J’aimerais que vous compreniez que le deuil transforme une personne, je ne suis plus celle que j’étais avant et je ne le serai jamais plus. Si vous attendez que je redevienne comme avant, vous serez toujours frustré. Je deviens une personne nouvelle, avec de nouvelles valeurs, de nouveaux rêves, de nouvelles aspirations, de nouvelles croyances.

Je vous en prie, efforcez-vous de refaire connaissance avec moi, peut-être m’apprécierez-vous de nouveau. Je n’arrive plus à aller au-devant de vous, je suis souvent seule, parce que j’ai besoin de temps, de réflexion, et pourtant si c’est vous qui venez me chercher, alors je serai contente.

Le jour de l’anniversaire de mon enfant, celui de son décès sont très difficiles à vivre pour moi, de même que les autres fêtes (mon propre anniversaire, la fête des mères, Noël ou même les vacances). J’aimerais que vous puissiez me dire que vous pensez aussi à mon enfant.

Quand je suis tranquille et réservée, sachez que souvent je pense à lui, alors ne vous efforcez pas de me divertir. Mais j’ai besoin de vous, de votre présence, de me sentir entourée, malgré mes sauts d’humeur.

Merci à vous qui me comprenez mieux maintenant.

Texte extrait de la Lettre des Amis compatissants du Canada

4 commentaires

  1. Bonsoir à toutes et tous,

    J’ai perdu mon enfant à la veille de ses 28 ans de manière subite: arrêt cardiaque lors d’un marathon à Barcelone, il y a quatre mois bientôt. Malgré les conseils de ma thérapeute, je commence juste à regarder les réseaux de soutien de pairs aidants.

    Ce texte et témoignage est vraiment ce que je ressens. J’ai de suite voulu me dire que mon fils devait m’élever à quelque chose de plus fort dans ma vie à travers son départ. Non pas quelque chose de plus intense mais quelque chose de plus dense, profond et honnête.

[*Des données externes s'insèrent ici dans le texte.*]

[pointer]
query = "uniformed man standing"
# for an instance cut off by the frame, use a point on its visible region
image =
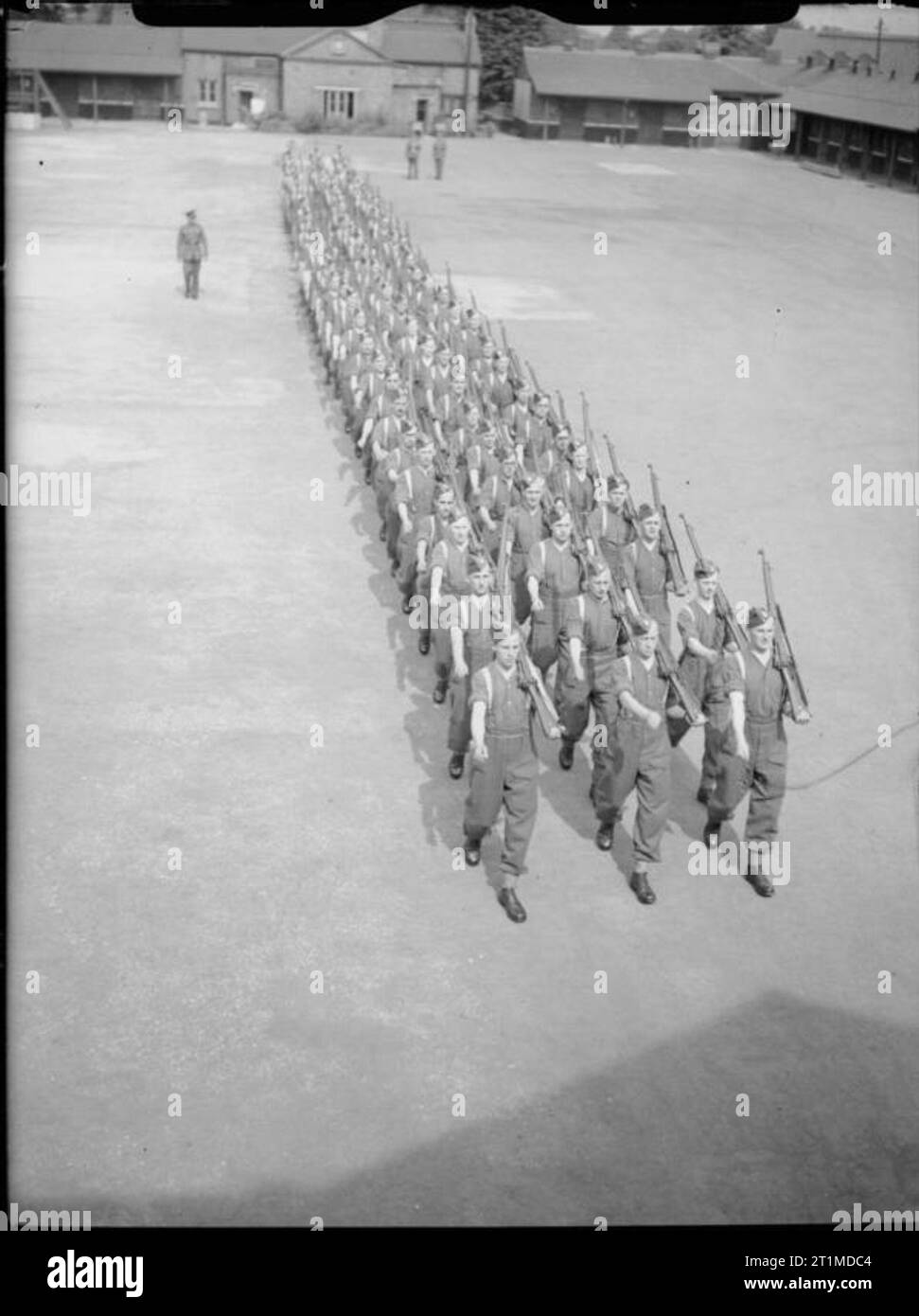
(638, 756)
(647, 569)
(192, 249)
(413, 151)
(504, 766)
(703, 636)
(439, 152)
(755, 756)
(591, 633)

    Je vois bien que dans la foule je me sens à côté du train et avancer me demande un effort que je n’ai jamais connu. Mais ce courage que nous devons tous certainement vivre paradoxalement me fait remercier mon fils car il demande de se dépasser, d’admirer en même temps que maudire, pleurer en même temps que vouloir rire, mettre à distance le futile et se rapprocher du profond, accepter ses contradictions, regarder les indélicatesses de son entourage, les pardonner et être surprise des rencontres sincères qui naissent.

    Je suis une tortue: elle vit aussi longtemps qu’un humain, avance au sol lentement, s’allège parfois dans l’eau ou rentre dans sa carapace dure et solide mais la tortue ne recule jamais. Mon fils m’apprend qui je suis et je suis sûre que vous tous aussi votre enfant vous l’apprend.
  2. Depuis seulement un mois je lis et relis et relis ce texte dans lequel je me retrouve. Je ne pourrais pas l'exprimer de cette maniére et c'est tout à fait mes ressentis, mes douleurs, mes peines, les mots que je n'ai pas écrits (un jour peut-être j'arriverai à décrire ma douleur ainsi).
    Ma fille, Zoé est partie il y a deux ans d'un cancer qui l'a poursuivie dix ans.
    Carine
  3. Merci de partager ce ressenti que j'aurais pu écrire à l'identique.
    Ces émotions, angoisses, manques, non-dit... que l'on ressent chaque jour au plus profond de soi-même.
    Cette douleur à jamais présente qui reste, en partie, la plupart du temps, à l'intérieur de nous, afin de pouvoir réussir à gérer le quotidien, continuer à vivre, travailler, sortir, etc.
    ❤️
  4. Quelle belle humilité et discernement à faire et vivre devant une situation d’absence d’une présence qui me rejoint de par ses justes mots où la souffrance dans l’âme touche notre coeur et notre raison. Je vous comprends sincèrement à travers vos émotions et votre partage. Que Dieu nous vienne en aide!